Dell DPA Analysis Engine
Good Day everyone. Welcome to DPA Academy again. And in today's edition we'd like to talk about DPA's analysis engine and how you can adapt it, use it in something like cyber anomaly threat detection, just by simply using what's out of the box, what's already within the DPA UI. So DPA's always had an analysis engine and it's used to analyze the data that is already been collected in the DPA datastore and can act upon the data as it is received from the DPA agents or agents. The analysis engine uses analysis policies which you can assign to a single object in DPA or to a group of objects, whether it be standard or a custom group that you create in the DPA UI. The analysis policy is comprised of rules and these rules contain the logic and data variables that the analysis engine needs to act upon when it changes state. Thus, the analysis engine is a stateful engine. It acts upon data changes, state changes in the
variables called out within the rule or rules. It does not run reports continuously. It alerts you when the rules or detects a threshold breach or the logic in the rule or rules yet triggered.
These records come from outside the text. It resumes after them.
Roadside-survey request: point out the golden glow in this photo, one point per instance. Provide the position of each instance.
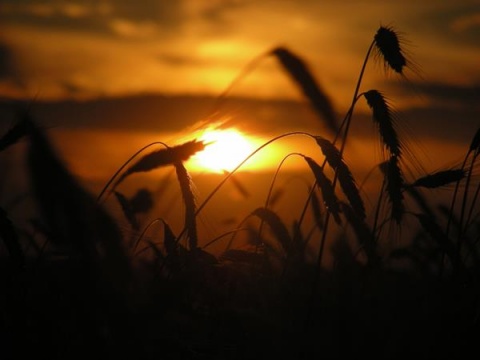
(226, 149)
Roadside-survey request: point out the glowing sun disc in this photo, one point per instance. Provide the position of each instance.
(226, 149)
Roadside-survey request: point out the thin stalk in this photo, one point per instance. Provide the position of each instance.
(125, 164)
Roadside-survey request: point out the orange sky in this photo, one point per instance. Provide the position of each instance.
(82, 49)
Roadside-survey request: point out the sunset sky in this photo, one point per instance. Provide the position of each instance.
(82, 49)
(56, 50)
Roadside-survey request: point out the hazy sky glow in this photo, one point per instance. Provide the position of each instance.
(59, 49)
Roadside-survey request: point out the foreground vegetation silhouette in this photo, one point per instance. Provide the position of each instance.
(73, 285)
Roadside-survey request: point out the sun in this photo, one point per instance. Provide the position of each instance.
(225, 150)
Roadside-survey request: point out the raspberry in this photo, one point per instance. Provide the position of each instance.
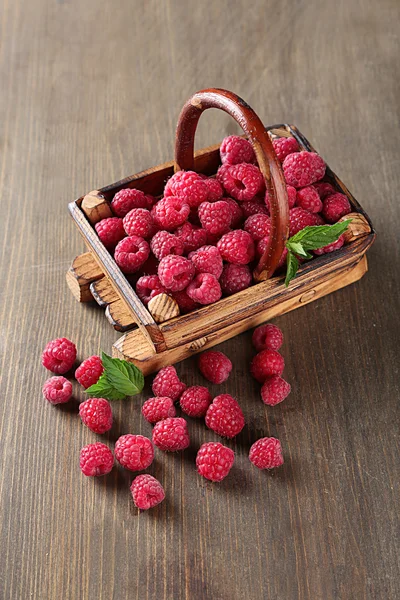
(266, 364)
(195, 401)
(89, 371)
(242, 182)
(235, 278)
(110, 231)
(235, 150)
(131, 253)
(59, 356)
(215, 366)
(275, 390)
(127, 199)
(57, 390)
(134, 452)
(96, 414)
(237, 247)
(224, 416)
(96, 459)
(171, 434)
(258, 226)
(147, 491)
(215, 217)
(214, 461)
(156, 409)
(335, 206)
(309, 199)
(149, 286)
(167, 383)
(267, 337)
(266, 453)
(175, 272)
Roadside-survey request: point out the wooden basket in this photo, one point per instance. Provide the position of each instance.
(157, 335)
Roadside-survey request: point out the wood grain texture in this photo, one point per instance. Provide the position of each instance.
(78, 111)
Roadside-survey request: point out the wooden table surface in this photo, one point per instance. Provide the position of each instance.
(90, 93)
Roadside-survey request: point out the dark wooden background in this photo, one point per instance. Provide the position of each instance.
(90, 93)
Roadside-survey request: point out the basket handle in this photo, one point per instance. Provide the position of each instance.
(267, 161)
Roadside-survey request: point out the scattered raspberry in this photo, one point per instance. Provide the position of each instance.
(57, 390)
(214, 461)
(147, 491)
(215, 366)
(266, 453)
(195, 401)
(266, 364)
(110, 231)
(242, 182)
(171, 434)
(175, 272)
(275, 390)
(131, 253)
(335, 207)
(267, 337)
(303, 168)
(224, 416)
(156, 409)
(96, 414)
(235, 150)
(237, 247)
(285, 146)
(59, 356)
(235, 278)
(204, 289)
(134, 452)
(215, 217)
(89, 371)
(167, 383)
(96, 459)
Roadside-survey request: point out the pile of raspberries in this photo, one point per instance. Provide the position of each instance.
(203, 238)
(222, 414)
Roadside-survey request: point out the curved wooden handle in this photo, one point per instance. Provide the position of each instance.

So the analysis engine does not produce reports by default, but it could do if it's part of an alert or trigger. You do not need to visually inspect a report or check emails or inspect a dashboard in order to detect an anomaly or threshold breach. This takes it one step further, it alerts you only when it happens and when it alerts, it will be automatically displayed in the DPA alerts tab of the DPA UI. So there is a record of it and or it can also trigger the external alerts defined by the rule or policy.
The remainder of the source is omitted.